If there is complete sample overlap between the exposure samples, and the individual level data on which the GWAS summary statistics were generated is available, then the covariance required can be estimated directly from the individual level data by obtaining the covariance (\(\hat{\sigma}_{12,i}\)) between the residuals \(\varepsilon_{1i}\) and \(\varepsilon_{2i}\) from the regressions;
\[x_1 = \alpha_1 + \gamma_{1i} G_i + \varepsilon_{1i}\]
and
\[x_2 = \alpha_2 + \gamma_{2i}G_i + \varepsilon_{2i}\]
These estimates can be obtained from the snpcov_mvmr()
function. Estimation in this way does not account for population
structure controls included in the original GWAS which may affect the
estimates of the covariance of the resulting residuals.
RECOMMENDED: Estimate \(\lambda\)
The distribution of the estimated effects can be rewritten as;
\[\left[\begin{matrix} \hat{\beta}_{X_1}\\ \hat{\beta}_{X_2} \end{matrix}\right] \sim N\left(\left[ \begin{matrix} \beta_{X_1}\\ \beta_{X_2} \end{matrix}\right],\left[ \begin{matrix} \sigma_{x_1}^2 & \lambda\sigma_{X_1}\sigma_{X_2}\\ \lambda\sigma_{X_1}\sigma_{X_2} & \sigma_{X_2}^2 \end{matrix}\right]\right)\]
where;
\[\lambda = \frac{n_{\text{overlap}}\rho}{\sqrt{n_{X_1}n_{X_2}}}\]

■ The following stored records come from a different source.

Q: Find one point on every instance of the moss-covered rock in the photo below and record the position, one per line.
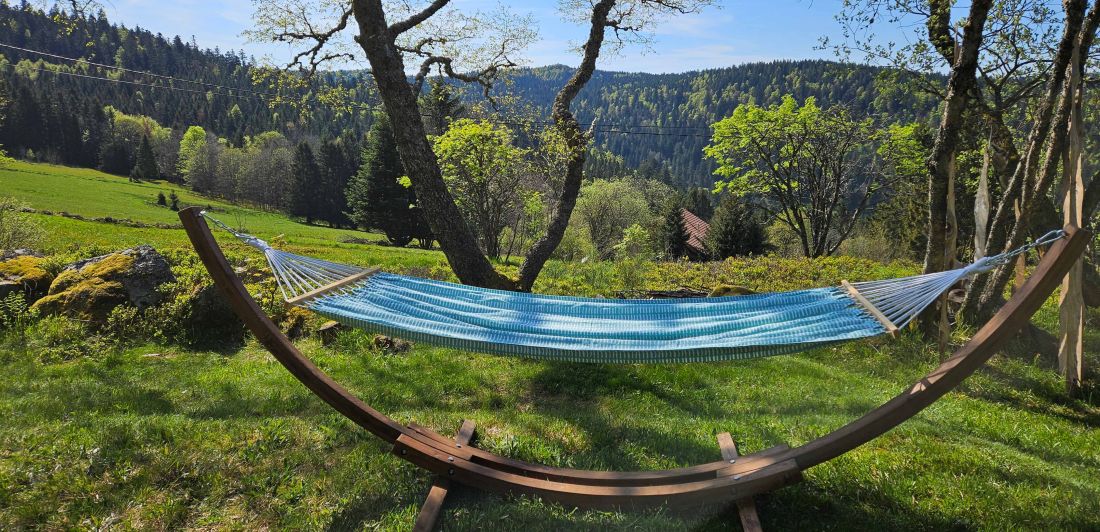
(90, 289)
(24, 274)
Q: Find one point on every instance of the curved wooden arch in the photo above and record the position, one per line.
(721, 480)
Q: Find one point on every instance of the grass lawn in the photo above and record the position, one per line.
(161, 436)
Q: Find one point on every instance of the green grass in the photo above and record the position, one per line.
(160, 436)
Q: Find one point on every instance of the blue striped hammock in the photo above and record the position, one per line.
(594, 330)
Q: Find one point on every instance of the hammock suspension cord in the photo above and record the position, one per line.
(606, 330)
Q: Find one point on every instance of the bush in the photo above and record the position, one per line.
(17, 228)
(575, 244)
(58, 339)
(735, 231)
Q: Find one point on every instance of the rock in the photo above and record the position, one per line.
(328, 332)
(24, 274)
(295, 322)
(392, 345)
(89, 289)
(8, 255)
(209, 322)
(723, 290)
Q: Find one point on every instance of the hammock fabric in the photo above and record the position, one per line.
(607, 330)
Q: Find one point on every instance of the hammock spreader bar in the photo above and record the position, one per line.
(608, 330)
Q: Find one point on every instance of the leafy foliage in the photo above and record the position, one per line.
(378, 198)
(673, 235)
(807, 165)
(735, 230)
(483, 168)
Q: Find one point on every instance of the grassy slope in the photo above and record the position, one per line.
(205, 440)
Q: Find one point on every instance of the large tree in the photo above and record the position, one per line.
(377, 197)
(145, 167)
(439, 39)
(1008, 62)
(305, 174)
(807, 165)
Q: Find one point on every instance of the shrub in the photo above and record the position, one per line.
(735, 231)
(575, 244)
(57, 339)
(17, 228)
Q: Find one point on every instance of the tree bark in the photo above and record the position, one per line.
(976, 306)
(1071, 303)
(945, 147)
(578, 143)
(458, 242)
(1081, 31)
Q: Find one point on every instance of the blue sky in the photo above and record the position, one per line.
(735, 32)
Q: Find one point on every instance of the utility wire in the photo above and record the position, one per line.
(600, 129)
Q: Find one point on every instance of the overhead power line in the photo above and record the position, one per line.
(270, 97)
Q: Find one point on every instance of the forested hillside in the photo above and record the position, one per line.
(657, 123)
(653, 121)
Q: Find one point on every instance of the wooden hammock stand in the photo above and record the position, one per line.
(734, 478)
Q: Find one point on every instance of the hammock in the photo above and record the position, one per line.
(593, 330)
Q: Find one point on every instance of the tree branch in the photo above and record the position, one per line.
(399, 28)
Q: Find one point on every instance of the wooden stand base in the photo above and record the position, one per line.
(428, 519)
(433, 505)
(746, 507)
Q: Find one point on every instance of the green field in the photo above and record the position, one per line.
(154, 435)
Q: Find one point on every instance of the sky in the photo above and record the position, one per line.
(732, 33)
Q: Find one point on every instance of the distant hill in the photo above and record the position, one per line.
(666, 117)
(670, 113)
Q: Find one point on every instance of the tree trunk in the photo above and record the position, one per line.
(1037, 187)
(578, 144)
(945, 147)
(458, 242)
(977, 306)
(1071, 305)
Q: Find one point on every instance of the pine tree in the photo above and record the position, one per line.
(673, 235)
(306, 174)
(145, 167)
(735, 231)
(699, 201)
(377, 198)
(336, 170)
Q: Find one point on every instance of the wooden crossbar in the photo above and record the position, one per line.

\(\rho\) is the correlation between \(X_1\) and \(X_2\), \(n_{X_1}\) is the sample size for \(X_1\), \(n_{X_2}\) is the sample size for \(X_2\) and \(n_{\text{overlap}}\) is the sample size for the overlap between the samples for \(X_1\) and \(X_2\).

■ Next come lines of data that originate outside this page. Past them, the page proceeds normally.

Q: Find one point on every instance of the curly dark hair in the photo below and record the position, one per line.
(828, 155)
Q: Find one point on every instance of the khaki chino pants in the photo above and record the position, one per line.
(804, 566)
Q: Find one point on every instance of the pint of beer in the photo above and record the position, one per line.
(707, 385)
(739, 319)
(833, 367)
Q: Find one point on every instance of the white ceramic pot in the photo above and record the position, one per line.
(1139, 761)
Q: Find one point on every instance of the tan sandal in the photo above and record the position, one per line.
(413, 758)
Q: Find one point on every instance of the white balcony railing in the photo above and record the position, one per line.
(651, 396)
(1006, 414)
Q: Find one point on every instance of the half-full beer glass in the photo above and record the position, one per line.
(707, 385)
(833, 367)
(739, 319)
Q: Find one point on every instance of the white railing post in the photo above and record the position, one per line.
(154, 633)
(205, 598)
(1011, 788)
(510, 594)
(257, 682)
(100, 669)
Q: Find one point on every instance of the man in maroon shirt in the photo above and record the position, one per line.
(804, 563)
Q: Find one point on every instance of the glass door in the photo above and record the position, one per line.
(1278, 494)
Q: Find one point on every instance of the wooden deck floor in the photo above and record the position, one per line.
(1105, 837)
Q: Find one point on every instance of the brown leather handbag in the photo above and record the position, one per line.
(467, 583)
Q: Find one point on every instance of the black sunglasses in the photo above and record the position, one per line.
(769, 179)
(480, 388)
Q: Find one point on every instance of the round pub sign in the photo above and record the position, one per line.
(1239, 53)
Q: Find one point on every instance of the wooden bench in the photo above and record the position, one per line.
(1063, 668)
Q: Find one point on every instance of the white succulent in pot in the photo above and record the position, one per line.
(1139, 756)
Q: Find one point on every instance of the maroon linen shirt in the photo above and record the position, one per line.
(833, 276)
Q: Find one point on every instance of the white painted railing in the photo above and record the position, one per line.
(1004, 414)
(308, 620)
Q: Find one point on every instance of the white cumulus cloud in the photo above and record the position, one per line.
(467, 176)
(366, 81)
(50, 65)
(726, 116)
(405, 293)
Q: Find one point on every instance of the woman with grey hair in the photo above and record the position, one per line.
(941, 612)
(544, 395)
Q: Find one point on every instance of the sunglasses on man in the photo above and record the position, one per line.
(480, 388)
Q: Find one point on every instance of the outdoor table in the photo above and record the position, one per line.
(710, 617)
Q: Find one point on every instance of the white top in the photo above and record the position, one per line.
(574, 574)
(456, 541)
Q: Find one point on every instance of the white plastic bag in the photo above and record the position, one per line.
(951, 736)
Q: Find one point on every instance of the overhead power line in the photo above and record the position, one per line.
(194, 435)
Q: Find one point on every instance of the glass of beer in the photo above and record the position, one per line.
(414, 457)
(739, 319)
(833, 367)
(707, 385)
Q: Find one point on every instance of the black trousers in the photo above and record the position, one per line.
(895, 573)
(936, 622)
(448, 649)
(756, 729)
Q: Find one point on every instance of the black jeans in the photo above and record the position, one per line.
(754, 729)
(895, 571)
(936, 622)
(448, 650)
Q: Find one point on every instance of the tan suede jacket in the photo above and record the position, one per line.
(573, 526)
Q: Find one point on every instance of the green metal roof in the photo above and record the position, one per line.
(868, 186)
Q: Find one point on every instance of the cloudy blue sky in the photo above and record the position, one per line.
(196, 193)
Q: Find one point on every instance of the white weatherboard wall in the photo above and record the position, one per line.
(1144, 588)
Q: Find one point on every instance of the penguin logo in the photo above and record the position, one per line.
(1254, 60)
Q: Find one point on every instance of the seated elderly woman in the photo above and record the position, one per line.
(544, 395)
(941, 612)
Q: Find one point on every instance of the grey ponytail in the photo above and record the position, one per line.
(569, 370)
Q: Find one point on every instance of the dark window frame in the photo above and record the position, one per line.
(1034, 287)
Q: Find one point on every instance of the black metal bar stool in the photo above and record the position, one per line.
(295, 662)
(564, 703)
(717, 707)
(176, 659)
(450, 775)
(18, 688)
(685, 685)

Forde et al. (2026) provide a function
to estimate this value of \(\lambda\)
using the null SNPs for both \(X_1\)
and \(X_2\) from the GWAS summary
statistics. It therefore does not require access to any individual level
data. This method works best if the full summary statistics are
available. The function is est_lambda() in the mr.simss package.
This value of \(\lambda\) should be
used in the phenocov_mvmr() function as the
pcor argument to calculate the values \(\hat{\sigma}_{X_1,X_2}\) for use in the
required functions in the MVMR package.
Obtain \(\rho\) from phenotypic data.
If there is full sample overlap between the GWAS for \(X_1\) and \(X_2\) then
\[\lambda = \rho \]
and so an estimate of \(\rho\) obtained from the phenotypic data that was used to generate the GWAS summary statistics can be used in place of \(\lambda\). This requires access to the individual level data that was used to estimate the GWAS summary statistics.